We have thousands of food inspectors and reams of food processing and safety standards, but they haven’t stopped tainted products — tomatoes, lettuce, hamburger and peanut butter — from making it to store shelves from time to time. When it happens, a congressman announces a hearing. That’s followed by yet another promise from Washington, usually followed in a matter of days by another wave of recalls.

After the terror attacks of Sept. 11, 2001, the Immigration and Naturalization Service was folded under the umbrella of the new Department of Homeland Security. It was given a new name, U.S. Citizenship and Immigration Services, so now we call it the USCIS instead of INS. As the saying goes, only the name has changed. The borders are porous and those seeking legal entry can get a different answer to the same question every day.

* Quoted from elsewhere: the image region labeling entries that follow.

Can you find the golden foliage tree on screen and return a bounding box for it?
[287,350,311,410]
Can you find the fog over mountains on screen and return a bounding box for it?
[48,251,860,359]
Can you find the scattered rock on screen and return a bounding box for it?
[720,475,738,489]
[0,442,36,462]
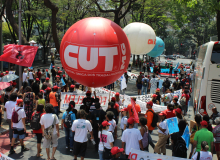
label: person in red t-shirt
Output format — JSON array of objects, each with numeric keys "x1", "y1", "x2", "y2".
[
  {"x1": 31, "y1": 104, "x2": 46, "y2": 157},
  {"x1": 182, "y1": 89, "x2": 190, "y2": 115},
  {"x1": 163, "y1": 103, "x2": 176, "y2": 119}
]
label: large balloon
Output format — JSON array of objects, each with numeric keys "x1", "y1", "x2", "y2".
[
  {"x1": 147, "y1": 37, "x2": 165, "y2": 57},
  {"x1": 123, "y1": 22, "x2": 156, "y2": 55},
  {"x1": 60, "y1": 17, "x2": 131, "y2": 87}
]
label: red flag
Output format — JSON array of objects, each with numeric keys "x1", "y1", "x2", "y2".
[
  {"x1": 131, "y1": 98, "x2": 139, "y2": 123},
  {"x1": 0, "y1": 44, "x2": 38, "y2": 67}
]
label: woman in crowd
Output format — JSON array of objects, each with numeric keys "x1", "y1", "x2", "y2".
[{"x1": 23, "y1": 86, "x2": 35, "y2": 123}]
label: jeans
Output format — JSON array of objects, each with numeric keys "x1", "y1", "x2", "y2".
[
  {"x1": 64, "y1": 127, "x2": 74, "y2": 148},
  {"x1": 141, "y1": 86, "x2": 148, "y2": 95},
  {"x1": 7, "y1": 119, "x2": 13, "y2": 141},
  {"x1": 53, "y1": 106, "x2": 59, "y2": 118}
]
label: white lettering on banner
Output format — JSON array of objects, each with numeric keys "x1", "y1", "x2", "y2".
[
  {"x1": 60, "y1": 92, "x2": 109, "y2": 110},
  {"x1": 128, "y1": 148, "x2": 189, "y2": 160}
]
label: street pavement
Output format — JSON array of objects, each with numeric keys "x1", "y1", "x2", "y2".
[{"x1": 0, "y1": 59, "x2": 217, "y2": 160}]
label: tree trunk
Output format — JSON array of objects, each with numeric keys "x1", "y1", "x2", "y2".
[
  {"x1": 6, "y1": 0, "x2": 28, "y2": 44},
  {"x1": 44, "y1": 0, "x2": 60, "y2": 53},
  {"x1": 217, "y1": 10, "x2": 220, "y2": 41}
]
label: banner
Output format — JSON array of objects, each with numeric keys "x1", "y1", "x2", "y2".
[
  {"x1": 128, "y1": 148, "x2": 189, "y2": 160},
  {"x1": 182, "y1": 125, "x2": 190, "y2": 149},
  {"x1": 166, "y1": 117, "x2": 179, "y2": 134},
  {"x1": 60, "y1": 92, "x2": 109, "y2": 110},
  {"x1": 0, "y1": 44, "x2": 38, "y2": 67},
  {"x1": 0, "y1": 153, "x2": 14, "y2": 160}
]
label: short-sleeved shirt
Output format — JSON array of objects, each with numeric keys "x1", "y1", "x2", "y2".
[
  {"x1": 62, "y1": 111, "x2": 76, "y2": 128},
  {"x1": 72, "y1": 119, "x2": 92, "y2": 143},
  {"x1": 194, "y1": 128, "x2": 214, "y2": 152},
  {"x1": 212, "y1": 125, "x2": 220, "y2": 143}
]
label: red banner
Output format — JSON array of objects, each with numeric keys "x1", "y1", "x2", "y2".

Another function of Homeland Security is TSA, the Transportation Safety Administration. Despite billions — billions — spent on hiring people, installing devices and conducting training, the last couple of attempted acts of mass destruction have been foiled merely through the efforts of alert citizens. Even in self-studies, undercover agents have reported little trouble getting contraband onto planes.

Yet another subsidiary of Homeland Security is the Federal Emergency Management Agency.

I’ll just stop there.

What’s most bothersome is that every pledge of “new and improved” government seems to increase people’s sense of dependence as opposed to their sense of skepticism. We seem not to see the pattern of governments making promises that are not or cannot be kept.

Maybe people really don’t feel this way. Maybe it’s just the networks filling air time. But after the April 24 tornado and amidst the newly oiled areas of the Gulf Coast, reporters seem always able to find someone who’ll step up to a microphone and complain that the government — local, state or national — is not doing enough to help.

For example, one day last week a Holmes County resident griped that there was still storm debris in her yard and no one was doing anything about it.

This is not an anti-government tirade. If anything, it’s a plea for rational thought. Recognize that a trip by any governor or any president to any disaster area is symbolic, which has value, but is not, of itself, a solution.

Governments do lots of good stuff. Governments are necessary. There are people, and the Holmes County resident may have been one of them, who are too elderly or infirm to pick up pine boughs.

It’s just that this pattern is destructive. Whenever something bad happens, whether a consequence of man-made or natural forces, there seems to be a force that drives politicians to the press and the press to politicians. Promises are made that can’t be kept. And more and more of us fall into a nonsensical trap of believing they will be.

Everybody wishes it was a perfect world. It can’t be if self-reliance disappears. Think about what government can and can’t do. Do what you’re able to do for yourself and others.”